Marie-Jeanne, languid, put her reading aside for a moment to sit up on the sofa and greet her host with a smile. He ignored her the way he generally did, and went into the kitchen in a tomb-like silence to fix himself a sandwich. Exhausted by all his speculation about the intruder’s presence, he preferred to avoid any new hostility and headed straight back to his bedroom. She was too quick for him.

“I have a request for you this evening, but promise me you won’t take it badly.”

“Too late.”

“I know this will seem somewhat awkward to you, and I will understand if you refuse.”

“The more you try to take precautions around me, the more exasperated you’ll make me.”

“I would like to sleep with you tonight.”

He stared at her inquisitively.

“Don’t go imagining anything sexual. In short, let’s say that this promiscuity between us is beginning to have undesirable effects.”

“ . . . Have what?”

“Seeing you shut yourself in your bedroom like that, day after day, because you’re afraid I’ll attack you has made me see you as an impregnable fortress. Obviously this has been making me think.”

“A madwoman has moved into my house—”

“In other words, I don’t want to go away from here with the memory of your terrible mistrust. Sleeping together just for a night is probably the only way to lay down our arms.”

“This woman is out of her mind.”

“Let me tell you a childhood memory: when my parents first took me to the Louvre, I came upon a canvas by Toulouse-Lautrec entitled
The Bed
, which shows two people sleeping side by side. I must have been five or six years old, and I was incredibly moved by the impression of peace and abandonment coming from the painting. I thought it must take a tremendous amount of trust to dare to sleep next to someone.”

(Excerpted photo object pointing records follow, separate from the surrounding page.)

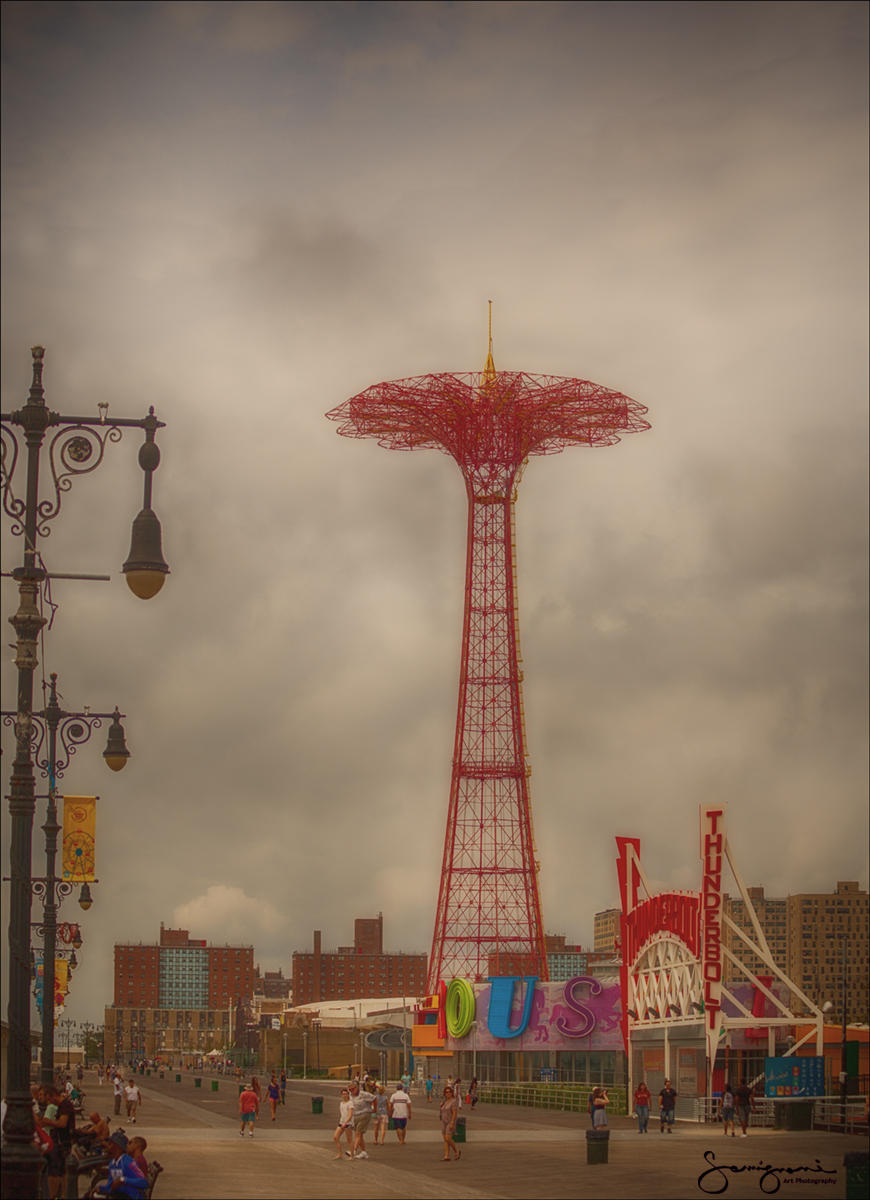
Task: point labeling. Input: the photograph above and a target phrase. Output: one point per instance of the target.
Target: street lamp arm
(75, 730)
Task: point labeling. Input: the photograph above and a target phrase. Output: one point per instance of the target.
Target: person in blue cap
(125, 1181)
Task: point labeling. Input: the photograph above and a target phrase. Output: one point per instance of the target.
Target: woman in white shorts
(346, 1123)
(382, 1116)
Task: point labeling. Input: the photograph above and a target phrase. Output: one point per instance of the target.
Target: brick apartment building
(359, 971)
(175, 997)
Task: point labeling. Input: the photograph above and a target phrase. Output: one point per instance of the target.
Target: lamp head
(145, 567)
(115, 753)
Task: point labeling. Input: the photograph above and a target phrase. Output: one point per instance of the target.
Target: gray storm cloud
(245, 214)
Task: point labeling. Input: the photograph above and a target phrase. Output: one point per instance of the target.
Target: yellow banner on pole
(79, 829)
(61, 987)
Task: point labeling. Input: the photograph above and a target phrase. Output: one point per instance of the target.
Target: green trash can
(597, 1144)
(857, 1163)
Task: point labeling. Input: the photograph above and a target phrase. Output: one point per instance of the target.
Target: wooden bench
(101, 1175)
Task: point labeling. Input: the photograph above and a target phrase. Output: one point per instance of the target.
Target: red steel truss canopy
(489, 917)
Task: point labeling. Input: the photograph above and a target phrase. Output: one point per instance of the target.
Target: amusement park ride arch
(673, 977)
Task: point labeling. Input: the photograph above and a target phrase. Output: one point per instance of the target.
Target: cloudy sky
(244, 214)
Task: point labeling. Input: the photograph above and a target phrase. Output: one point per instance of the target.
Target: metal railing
(562, 1097)
(827, 1113)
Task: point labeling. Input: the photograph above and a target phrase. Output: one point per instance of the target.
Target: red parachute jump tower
(489, 918)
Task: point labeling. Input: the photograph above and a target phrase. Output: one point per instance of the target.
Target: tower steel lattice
(489, 916)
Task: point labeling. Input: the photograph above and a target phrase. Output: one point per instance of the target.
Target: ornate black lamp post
(76, 449)
(73, 730)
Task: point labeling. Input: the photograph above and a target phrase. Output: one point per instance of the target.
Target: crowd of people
(63, 1131)
(364, 1103)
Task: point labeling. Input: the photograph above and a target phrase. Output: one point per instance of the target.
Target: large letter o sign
(459, 1007)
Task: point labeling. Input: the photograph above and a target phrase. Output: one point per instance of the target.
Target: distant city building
(805, 934)
(181, 972)
(606, 931)
(169, 1033)
(820, 925)
(359, 971)
(175, 997)
(773, 918)
(271, 985)
(564, 961)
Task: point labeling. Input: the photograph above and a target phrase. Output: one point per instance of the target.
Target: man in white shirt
(133, 1097)
(399, 1107)
(364, 1105)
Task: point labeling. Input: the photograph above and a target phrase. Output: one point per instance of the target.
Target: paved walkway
(511, 1153)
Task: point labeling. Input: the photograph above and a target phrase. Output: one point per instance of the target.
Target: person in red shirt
(249, 1109)
(642, 1098)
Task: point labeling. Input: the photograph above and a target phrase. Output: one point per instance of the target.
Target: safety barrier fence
(562, 1097)
(817, 1113)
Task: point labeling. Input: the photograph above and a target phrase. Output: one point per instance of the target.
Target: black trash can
(799, 1115)
(857, 1163)
(597, 1144)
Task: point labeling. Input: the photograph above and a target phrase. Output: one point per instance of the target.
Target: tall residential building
(181, 972)
(820, 927)
(606, 930)
(773, 918)
(564, 961)
(805, 934)
(359, 971)
(175, 996)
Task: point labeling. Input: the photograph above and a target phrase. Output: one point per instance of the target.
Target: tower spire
(490, 366)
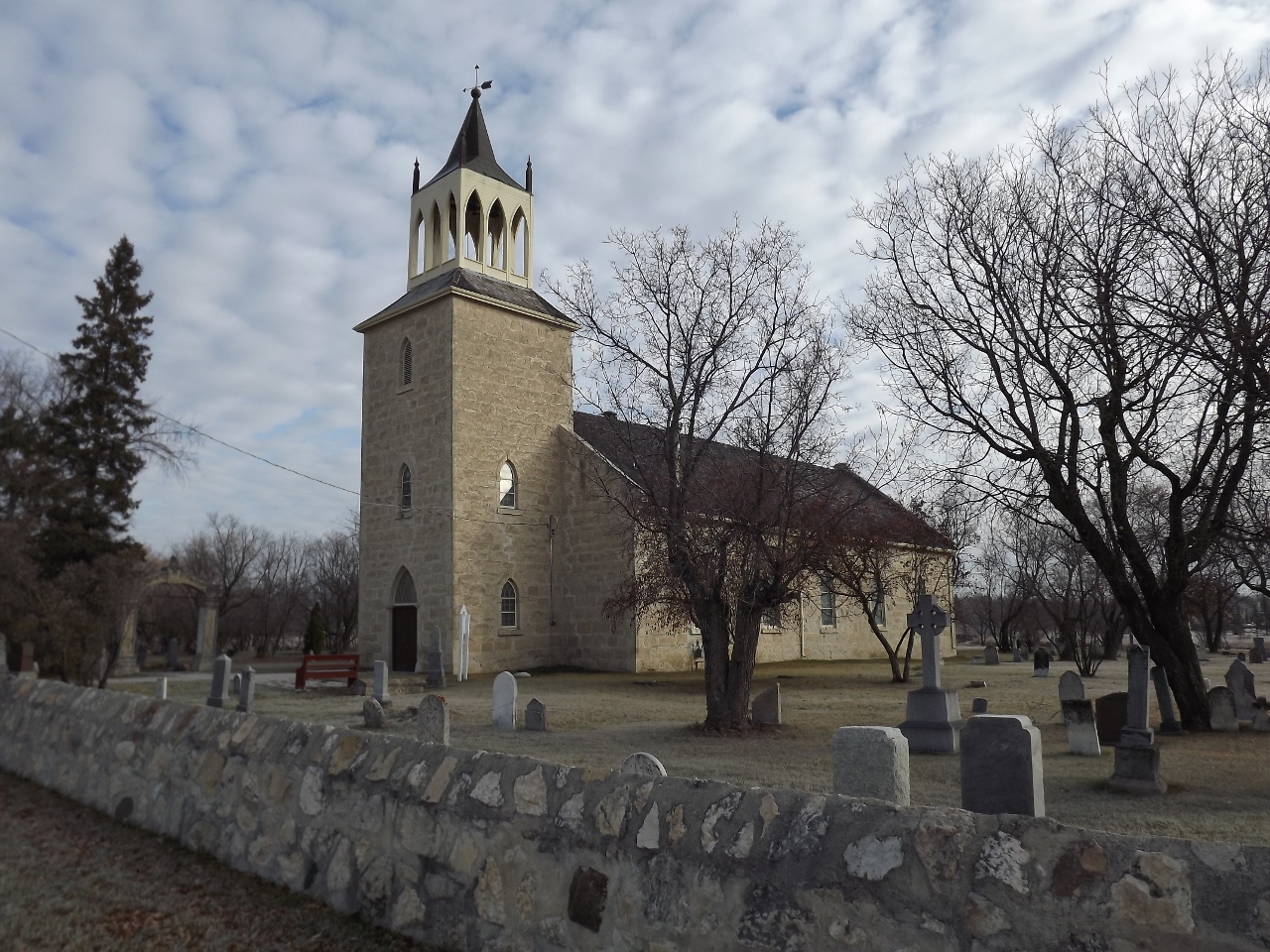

Denis looked at her questioningly.

“Moreover, I haven’t spent the night in a man’s bed for a long time and, oddly enough, what I miss more than anything is not the usual acrobatics but the sleeping in the same bed. So you have nothing to fear, I’m not even going to touch you. All you have to do is lie down on your own and go to sleep, and I’ll slip under the comforter and you won’t even notice, and tomorrow morning, before you wake up, I’ll move back to the sofa. And I promise never to ask you for anything again.”

Denis didn’t know what to say.

“Go on, it won’t cost you anything . . . ”

“You’re sick in the head, you need medical attention.”

“It’s not like I’m asking for something extraordinary. You’ll be silent and calm, close by, breathing deeply, your weight on the mattress, moving about while you’re dreaming.”

“I haven’t had a single dream since you moved into this place. My life is nothing but one long nightmare, and if I’m lucky I can escape from it at night when I’m dead tired, for a few short hours before the alarm goes. And now you want to take that away from me?”

“A woman who wants to sleep by your side for one night, is that the end of the world? What can be so awful about that?”

“I know exactly what you want, trying to get into my bed. You have some plan.”

“A plan, me?”

“You got hooked on me already a long time ago. I don’t know where you saw me, maybe you were having dinner at the brasserie where I work, I must have served you a dish and something was triggered, I became your obsession. A woman consumed by passion can quickly turn into a stalker, there’s no lack of news items to prove it.”